Kleines Glück im Grünen
28:57 Minuten
600 Quadratmeter mit Schuppen: Das bekamen in der Sowjetunion einst Arbeiter zugeteilt - als Sommerhaus und zum Beackern. Rasch wurde die Datscha russisches Kulturgut und sie ist es bis heute. Und aus manchen Hütten sind Paläste geworden.
Es ist Samstagmittag, und ich begleite Nikolaj auf seine Datscha. Er ist Rentner, arbeitet aber noch in Teilzeit als Fahrer. Gerade hat er Feierabend und fährt hinaus in sein kleines Refugium, in dem er – so wie die meisten russischen Rentner – den gesamten Sommer verbringt: "In unserer Genossenschaft haben wir 550 Parzellen", sagt er.
Aus alten Schuppen wurden Oasen
Nikolaj trägt ein sportliches T-Shirt über seinem runden Bauch, seinen runden kahlen Kopf lässt er unbedeckt. Er sagt Genossenschaft, wenn er über die Datschensiedlung redet, Tovarischestvo, nach dem Tovarisch, dem Genossen.
"Das stammt noch aus den Zeiten der Sowjetunion, als alle Kommunisten waren. Da wurden die Leute zu Gärtnern gemacht, damit sie das Land beackern. Ihnen wurden Grundstücke zugeteilt."

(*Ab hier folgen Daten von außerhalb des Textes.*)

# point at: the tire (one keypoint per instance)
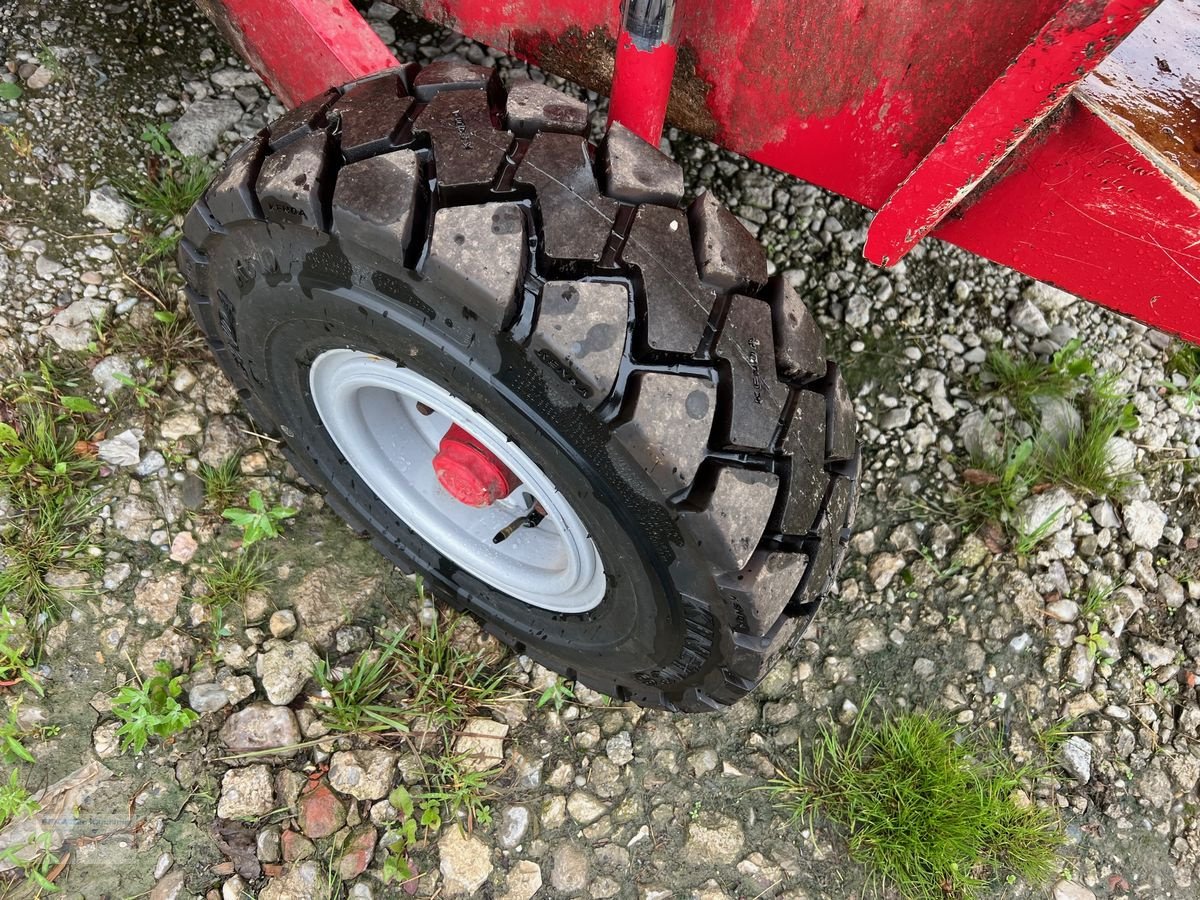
(633, 351)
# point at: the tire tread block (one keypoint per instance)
(732, 523)
(761, 592)
(292, 181)
(727, 256)
(467, 147)
(478, 255)
(231, 197)
(759, 399)
(582, 327)
(805, 445)
(369, 115)
(559, 171)
(636, 172)
(669, 432)
(375, 202)
(533, 108)
(678, 305)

Und die haben die Russen in grüne Wochenendoasen verwandelt. Die russische Datscha war Vorbild für andere sozialistische Staaten, auch für die DDR – sogar der Name ist bis heute international gängig: Datscha.
Einige Grundstücke sind verwildert
Wir sind in Taganrog, einer 250.000-Einwohnerstadt im Süden Russlands am Asowschen Meer, nahe der Grenze zur Ukraine. Nikolaj nimmt die Ausfallstraße.
Nach 20 Minuten biegt er auf einen Kiesweg ein. Rechts und links ragen Sträucher über Gartenzäune. Ein alter Lada kommt uns entgegen. Auf dem Dach lange Latten, die vorn und hinten überhängen. Auf vielen Parzellen wird gebaut. Auf anderen stehen neue große Häuser. Einige Grundstücke sind verwildert. Die Siedlung heißt schlicht "Gärten 1". Die Wege verlaufen schnurgerade und sind durchnummeriert.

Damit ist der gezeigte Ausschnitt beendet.